Inflation, which causes a loss of purchasing power for consumers and a reduction in value for a country's currency, is a big headache for China as the government tries to implement a proactive fiscal policy and moderately loose monetary policy to stimulate recovery.

To control inflationary pressure without increasing interest rates or raising banks' reserve requirements, Wang said, China needs to tighten its administrative controls over the domestic prices of key commodities and prevent any speculation.


Overproduction stood out as a big problem for China last year in industries such as steel, cement, aluminum, flat glass, polysilicon and wind-power equipment.

In September, the State Council, China's Cabinet, announced it would restrain investment in those industries to avoid a glut of goods and resulting cut-throat competition.

Last Wednesday, China rang alarm bells in two more sectors: the coal chemical industry and vitamin C production, warning both would face curbs if they continued their "blind" expansion.

"Overcapacity is worrisome," said Li Ningning, deputy director of the industrial department under the China National Development and Reform Commission. "It does not create value but leads to price wars."

Vitamins are just the latest example of supply overtaking demand. China produced 126,000 tons of vitamin C in 2008, accounting for 90 percent of the world's market. But last year China reported another 75,000 tons of capacity either under construction or on the drawing board. If that trend continues, China will be producing more vitamin C than the world needs by 2012.

Joerg Wuttke, president of the European Union Chamber of Commerce in China, said overcapacity can also become a source of trade disputes because excess production eventually finds its way into the global market.

China is taking a tougher stance on the problem, he said, but rules are not enough. The key is to make sure regulations are effectively implemented at the local level, where government officials are often blinded by the desire to attract more investment into their territory, according to Wuttke.

Credit risks

Although the volume of bad loans in China was on the wane last year, record new lending in yuan is leading concern about a credit bubble, analysts said.

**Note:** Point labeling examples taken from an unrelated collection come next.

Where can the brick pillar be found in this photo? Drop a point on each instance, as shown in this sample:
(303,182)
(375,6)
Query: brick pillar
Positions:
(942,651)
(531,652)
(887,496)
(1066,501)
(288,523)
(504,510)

China's outstanding non-performing loans fell to 520.8 billion yuan at the end of last June, down 42.7 billion yuan from six months earlier, according to the latest data posted on the Website of China Banking Regulatory Commission.

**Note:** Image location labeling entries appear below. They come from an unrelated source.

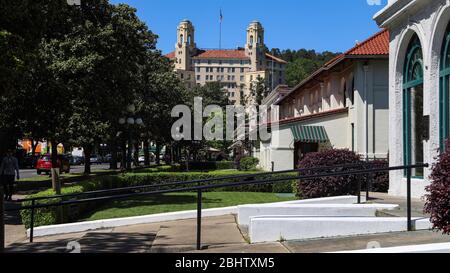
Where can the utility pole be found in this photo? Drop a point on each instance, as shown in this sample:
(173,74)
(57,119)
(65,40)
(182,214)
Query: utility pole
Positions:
(220,30)
(2,221)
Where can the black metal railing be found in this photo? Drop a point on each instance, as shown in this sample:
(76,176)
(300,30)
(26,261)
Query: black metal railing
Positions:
(189,186)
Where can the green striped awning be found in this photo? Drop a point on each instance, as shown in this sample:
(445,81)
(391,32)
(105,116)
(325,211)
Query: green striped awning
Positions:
(310,134)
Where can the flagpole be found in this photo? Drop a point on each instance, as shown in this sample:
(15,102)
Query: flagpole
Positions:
(220,31)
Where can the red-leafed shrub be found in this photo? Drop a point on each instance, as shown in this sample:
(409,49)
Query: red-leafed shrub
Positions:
(438,197)
(329,186)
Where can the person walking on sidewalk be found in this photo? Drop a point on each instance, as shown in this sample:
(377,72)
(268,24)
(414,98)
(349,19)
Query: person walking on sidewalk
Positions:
(9,170)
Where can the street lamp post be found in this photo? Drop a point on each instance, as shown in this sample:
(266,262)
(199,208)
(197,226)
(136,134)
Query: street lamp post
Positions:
(129,122)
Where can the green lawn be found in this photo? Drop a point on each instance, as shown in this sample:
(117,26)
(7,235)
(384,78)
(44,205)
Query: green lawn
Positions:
(180,202)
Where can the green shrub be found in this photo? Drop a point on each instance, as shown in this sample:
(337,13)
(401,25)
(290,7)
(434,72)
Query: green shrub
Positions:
(193,166)
(438,193)
(249,163)
(332,185)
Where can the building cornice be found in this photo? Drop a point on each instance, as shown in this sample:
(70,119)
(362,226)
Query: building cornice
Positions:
(393,11)
(314,116)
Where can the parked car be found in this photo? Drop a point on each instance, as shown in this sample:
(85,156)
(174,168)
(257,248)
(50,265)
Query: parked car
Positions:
(44,164)
(107,158)
(95,159)
(30,161)
(76,160)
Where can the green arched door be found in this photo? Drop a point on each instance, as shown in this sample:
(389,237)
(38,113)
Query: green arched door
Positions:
(444,113)
(413,94)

"However, the risk of a credit bubble is growing," said Yu Yongding, an analyst at the Chinese Academy of Social Sciences.

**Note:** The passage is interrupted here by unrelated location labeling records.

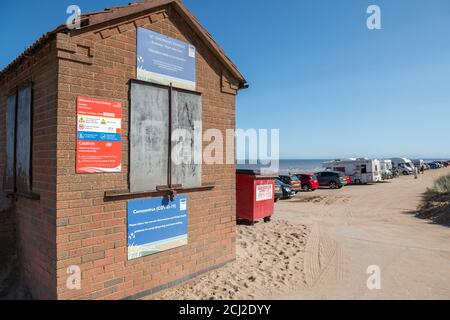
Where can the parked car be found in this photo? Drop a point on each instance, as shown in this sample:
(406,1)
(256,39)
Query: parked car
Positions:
(309,181)
(434,165)
(288,192)
(349,180)
(293,181)
(278,192)
(334,180)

Banks in China issued 9.21 trillion yuan (US$1.34 trillion) of local-currency loans in the first 11 months of last year, up 5.06 trillion yuan from a year earlier. That far exceeded the 5 trillion yuan government target for 2009.

"The problem is not confined to the large amount of lending but its quality as well," Yu said.

Many banks have chosen to play it safe by giving loan preferences to larger state-owned enterprises or to infrastructure construction projects sanctioned by the government.

Many state-owned enterprises haven't bothered to develop sound and efficient ways of spending all the money being thrown at them.

By contrast, many smart but smaller companies are cash-strapped, begging banks for loans but ending up empty handed. Small businesses, which form the backbone of employment, don't have capital for expansion or development of new ideas.

The risks are obvious to analysts and investors alike. If a state-owned enterprise fails, banks will be saddled with rising bad debts.

At the same time, as infrastructure projects are completed and interest from those loans dries up, the banks may find themselves lacking adequate cash flows.

Analysts predict the volume of new yuan loans will slow to 8 trillion yuan this year from an estimated 9.5 trillion yuan in 2009, a rate widely deemed unsustainable.

They are warning that banks need to diversify their lending and better structure their balance sheets, and that regulators need to step up banking supervision.